There is some very broad language which seems to talk the other way in Littler v. Dunbar, 1950, 166 Pa.Super. 271, 70 A.2d 365. This case, however, turned upon the distinction between recovery in trespass and assumpsit as is shown by the action of the Supreme Court of Pennsylvania reported in Littler v. Dunbar, 1950, 365 Pa. 277, 74 A.2d 650. We think that the Howarth case discussed above comes as close as one could expect to find a precedent for guidance in this unusual set of facts.
The learned trial judge told the jury that Bruno's conduct had to be at least in part for the benefit of his employer at the time of the act complained of. This was incorrect. See, for instance, the Howarth case, where the agent was acting against, not for, his principal's interest. There is no doubt that the evidence shows that his employer's interest was not in Bruno's mind at that time. But we think, in the language of the Pennsylvania case, that it could be found that Bruno was armed by his principal with the means to do what he did and that the excess of his activities beyond his authority is at the principal's risk.

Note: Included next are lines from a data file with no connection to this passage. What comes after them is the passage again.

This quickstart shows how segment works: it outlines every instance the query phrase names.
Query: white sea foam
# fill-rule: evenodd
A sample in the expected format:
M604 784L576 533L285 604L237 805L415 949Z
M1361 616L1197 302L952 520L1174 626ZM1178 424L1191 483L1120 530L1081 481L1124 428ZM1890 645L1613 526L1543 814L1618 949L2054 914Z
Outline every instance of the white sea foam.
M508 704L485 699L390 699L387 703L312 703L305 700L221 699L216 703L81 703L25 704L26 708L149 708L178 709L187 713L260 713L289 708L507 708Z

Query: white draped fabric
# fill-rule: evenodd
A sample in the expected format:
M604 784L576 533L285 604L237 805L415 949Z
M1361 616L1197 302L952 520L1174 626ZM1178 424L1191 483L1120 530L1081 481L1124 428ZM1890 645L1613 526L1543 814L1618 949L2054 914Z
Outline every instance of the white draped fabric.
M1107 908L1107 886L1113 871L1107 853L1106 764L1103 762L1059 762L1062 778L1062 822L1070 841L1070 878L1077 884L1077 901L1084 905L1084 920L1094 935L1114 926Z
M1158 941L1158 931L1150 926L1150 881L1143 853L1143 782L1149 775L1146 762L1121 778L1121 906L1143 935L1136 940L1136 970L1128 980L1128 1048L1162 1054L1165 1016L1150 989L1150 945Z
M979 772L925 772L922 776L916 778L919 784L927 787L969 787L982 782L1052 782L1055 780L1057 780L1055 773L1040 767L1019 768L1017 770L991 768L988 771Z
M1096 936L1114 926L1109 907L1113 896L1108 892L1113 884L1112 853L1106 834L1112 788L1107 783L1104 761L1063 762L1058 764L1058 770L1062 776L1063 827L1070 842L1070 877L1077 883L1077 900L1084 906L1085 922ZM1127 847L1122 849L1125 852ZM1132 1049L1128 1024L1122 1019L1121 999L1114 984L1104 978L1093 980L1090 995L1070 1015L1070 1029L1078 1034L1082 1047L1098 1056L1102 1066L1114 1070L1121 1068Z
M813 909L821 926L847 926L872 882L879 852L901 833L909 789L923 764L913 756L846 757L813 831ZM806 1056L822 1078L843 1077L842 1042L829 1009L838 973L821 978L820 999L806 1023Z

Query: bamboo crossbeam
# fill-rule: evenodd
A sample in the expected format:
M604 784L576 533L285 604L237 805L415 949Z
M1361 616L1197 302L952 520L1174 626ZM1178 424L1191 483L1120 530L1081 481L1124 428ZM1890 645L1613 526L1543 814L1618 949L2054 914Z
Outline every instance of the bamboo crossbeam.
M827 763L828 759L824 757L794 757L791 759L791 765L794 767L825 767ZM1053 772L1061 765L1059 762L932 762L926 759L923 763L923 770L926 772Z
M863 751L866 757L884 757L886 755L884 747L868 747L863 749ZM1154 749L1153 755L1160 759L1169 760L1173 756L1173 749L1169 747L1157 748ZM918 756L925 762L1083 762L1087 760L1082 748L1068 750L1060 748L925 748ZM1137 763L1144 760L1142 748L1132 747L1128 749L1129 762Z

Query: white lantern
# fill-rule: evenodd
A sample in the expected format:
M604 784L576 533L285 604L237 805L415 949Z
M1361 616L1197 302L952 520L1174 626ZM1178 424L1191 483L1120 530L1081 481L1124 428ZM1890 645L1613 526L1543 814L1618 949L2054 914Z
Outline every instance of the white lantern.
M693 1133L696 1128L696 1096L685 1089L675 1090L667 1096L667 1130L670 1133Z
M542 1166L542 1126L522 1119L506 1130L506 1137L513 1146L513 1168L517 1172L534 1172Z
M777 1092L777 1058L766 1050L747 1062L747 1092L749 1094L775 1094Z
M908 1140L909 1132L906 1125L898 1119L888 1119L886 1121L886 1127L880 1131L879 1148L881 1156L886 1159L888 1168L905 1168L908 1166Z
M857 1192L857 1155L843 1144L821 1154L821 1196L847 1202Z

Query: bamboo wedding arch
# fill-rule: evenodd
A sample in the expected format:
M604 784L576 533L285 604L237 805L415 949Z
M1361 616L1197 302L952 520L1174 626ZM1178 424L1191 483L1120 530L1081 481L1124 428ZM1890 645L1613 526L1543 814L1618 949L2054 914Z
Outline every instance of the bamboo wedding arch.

The preservation of the plaintiff's rights through objections is not too clear. The trial judge met with counsel in chambers to discuss points for charge. The judge said that he had considered the cases submitted and on two occasions stated that the only basis for liability would be if Bruno was at least partially in the line of his duty when he examined plaintiffs. Points for charge were framed to accord with this theory. As we have already said, this was incorrect. But both counsel and court knew what the problem was, although it was answered incorrectly. We think the case should be tried under the correct rules of law. Cf. United States v. Cumberland, 3 Cir., 1952, 200 F.2d 609; United States v. Pincourt, 3 Cir., 1947, 159 F.2d 917.
The judgment of the district court will be reversed and the case remanded for further proceedings consistent with this opinion.